ただの人間らしく、所謂三日坊主で二箇月餘り更新が滯るといふことになつてしまつたが、今の處、特に讀者もをらず、後でできるであらう讀者にとつてみればただの三日目の日記なので、何事もなかつたやうに續けて行かうと思ふ。

ここ二箇月の間によく考へてゐたのは、「獨善」といふことについてである。抽象的な話になるけれど*1、まづ、例へば、世の中の六割を占めるやうな多數派の集團Aがあるとする。多數派の意見は槪ね正しい。しかし多數派だからと言つて常に正しい訣ではない。その集團Aは、多數派であるが故に獨善的であり、なかなか反對意見に耳を貸さない。
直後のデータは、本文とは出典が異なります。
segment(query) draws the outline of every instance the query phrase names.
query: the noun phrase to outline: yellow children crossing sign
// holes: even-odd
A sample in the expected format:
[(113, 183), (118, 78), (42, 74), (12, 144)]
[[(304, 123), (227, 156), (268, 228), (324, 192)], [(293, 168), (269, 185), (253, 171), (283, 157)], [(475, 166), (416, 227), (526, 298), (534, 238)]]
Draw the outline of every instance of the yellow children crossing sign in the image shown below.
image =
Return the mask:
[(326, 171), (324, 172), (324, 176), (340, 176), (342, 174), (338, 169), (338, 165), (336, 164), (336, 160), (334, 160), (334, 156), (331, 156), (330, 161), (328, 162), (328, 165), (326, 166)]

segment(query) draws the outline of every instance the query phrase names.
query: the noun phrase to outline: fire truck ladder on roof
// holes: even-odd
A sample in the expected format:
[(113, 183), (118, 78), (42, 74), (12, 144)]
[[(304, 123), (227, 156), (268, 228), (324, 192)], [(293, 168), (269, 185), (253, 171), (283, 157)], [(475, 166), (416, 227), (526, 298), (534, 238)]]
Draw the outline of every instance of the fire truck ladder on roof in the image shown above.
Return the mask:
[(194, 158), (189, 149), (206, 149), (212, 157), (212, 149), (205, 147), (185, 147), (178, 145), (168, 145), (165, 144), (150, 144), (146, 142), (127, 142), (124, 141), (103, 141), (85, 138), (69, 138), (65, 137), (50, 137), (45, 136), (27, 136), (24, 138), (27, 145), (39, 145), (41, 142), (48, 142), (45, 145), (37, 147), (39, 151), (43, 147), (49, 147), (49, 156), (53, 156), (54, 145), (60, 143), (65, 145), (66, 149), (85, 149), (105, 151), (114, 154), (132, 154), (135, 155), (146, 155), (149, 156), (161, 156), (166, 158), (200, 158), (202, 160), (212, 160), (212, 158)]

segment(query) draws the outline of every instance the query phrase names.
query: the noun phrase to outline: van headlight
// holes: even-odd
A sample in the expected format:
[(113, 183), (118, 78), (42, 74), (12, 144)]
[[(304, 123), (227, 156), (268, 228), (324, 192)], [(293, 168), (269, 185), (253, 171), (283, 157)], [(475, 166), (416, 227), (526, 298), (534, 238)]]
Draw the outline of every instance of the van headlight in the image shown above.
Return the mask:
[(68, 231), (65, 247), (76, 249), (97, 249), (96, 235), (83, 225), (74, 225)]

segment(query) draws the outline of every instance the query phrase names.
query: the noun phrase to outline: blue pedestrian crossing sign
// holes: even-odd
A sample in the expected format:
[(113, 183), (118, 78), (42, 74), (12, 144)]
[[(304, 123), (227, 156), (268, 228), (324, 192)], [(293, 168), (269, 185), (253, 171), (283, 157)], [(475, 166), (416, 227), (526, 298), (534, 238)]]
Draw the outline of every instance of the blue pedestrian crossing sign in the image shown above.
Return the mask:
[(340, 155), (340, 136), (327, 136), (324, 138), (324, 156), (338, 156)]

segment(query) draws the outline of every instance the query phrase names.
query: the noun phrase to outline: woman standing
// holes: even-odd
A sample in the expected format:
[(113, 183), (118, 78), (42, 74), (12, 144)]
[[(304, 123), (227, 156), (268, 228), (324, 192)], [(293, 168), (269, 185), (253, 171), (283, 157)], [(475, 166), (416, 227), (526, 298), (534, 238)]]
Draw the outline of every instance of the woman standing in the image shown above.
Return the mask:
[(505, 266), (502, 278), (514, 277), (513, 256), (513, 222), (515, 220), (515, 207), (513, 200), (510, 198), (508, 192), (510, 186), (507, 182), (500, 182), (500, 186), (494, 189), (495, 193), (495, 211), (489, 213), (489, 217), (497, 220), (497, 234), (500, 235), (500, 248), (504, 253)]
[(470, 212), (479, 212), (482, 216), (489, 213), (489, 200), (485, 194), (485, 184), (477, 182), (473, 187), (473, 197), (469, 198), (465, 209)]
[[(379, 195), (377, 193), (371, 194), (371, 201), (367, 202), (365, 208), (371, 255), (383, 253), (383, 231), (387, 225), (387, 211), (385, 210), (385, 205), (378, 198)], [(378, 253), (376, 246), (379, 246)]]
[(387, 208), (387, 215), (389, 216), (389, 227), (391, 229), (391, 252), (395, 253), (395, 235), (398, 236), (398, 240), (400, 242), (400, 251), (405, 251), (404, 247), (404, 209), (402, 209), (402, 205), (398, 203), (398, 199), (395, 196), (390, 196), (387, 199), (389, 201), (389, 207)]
そこで、その獨善性に反對して自分たちの正義を強く主張する少數派の集團Bが誕生する。その勢力は、假に世の中の一割程度としよう。多數派から見れば六分の一程度の少數派である。少數派集團Bは六倍の力を持つ多數派集團Aに對抗せねばならないため、結束を強くする。また、多數派集團Aに屈しないために、自らの正義を信じる思ひが強くなる。……さうかうすると、多數派集團Aの獨善を批判してゐた筈の少數派集團Bは、多數派集團A以上の獨善性を持つやうになりがちである。

「少數派」と言つても、十人の内なら一人だが、十萬人の内なら一萬人になる。世の中の一割もゐれば相當な數になる。そして、少數派集團Bも、同じく所詮はただの人間の集まりであるから、時々間違へることだつてある。その時、少數派集團Bに属する個人Cがその誤りを指摘したとする。その時、少數派集團Bは、多數派集團Aと同じく、否、それ以上の獨善性を発揮し、個人Cに對して罵詈雜言を浴びせたり、除け者にして追ひ出したりする*2

多數派にしろ少數派にしろ、右にしろ左にしろ、獨善的な集團・獨善的な人・獨善的な思考といふのはいちばん厄介で、對處に困るものである。まあ「正義感が強い故なのだ」とか、理解はできるが……。

「おまへがいちばん獨善的だらう」といふツッコミの聲がどこかから聞こえてきた。さうなのだ、獨善獨善言つてゐる奴こそがいちばん獨善的だといふ自己矛盾である。獨善的でない人は、きつと他人の獨善も氣にならない。

まあ、自分の意見を大事にするのと同じぐらゐ、他者の意見をも大事にしていきたい。さういふ世界に住みたいと思ふ。

參考記事紹介

note.com

「独善性」で檢索して、こちらの記事に非常に共感した。別の記事を讀むと、相當な苦勞人のやうである。どうしてこのやうな立派な考への方に、次々と不幸が降りかかるのだらう。山田大記選手。サッカーは全く詳しくないが、憶えておかう。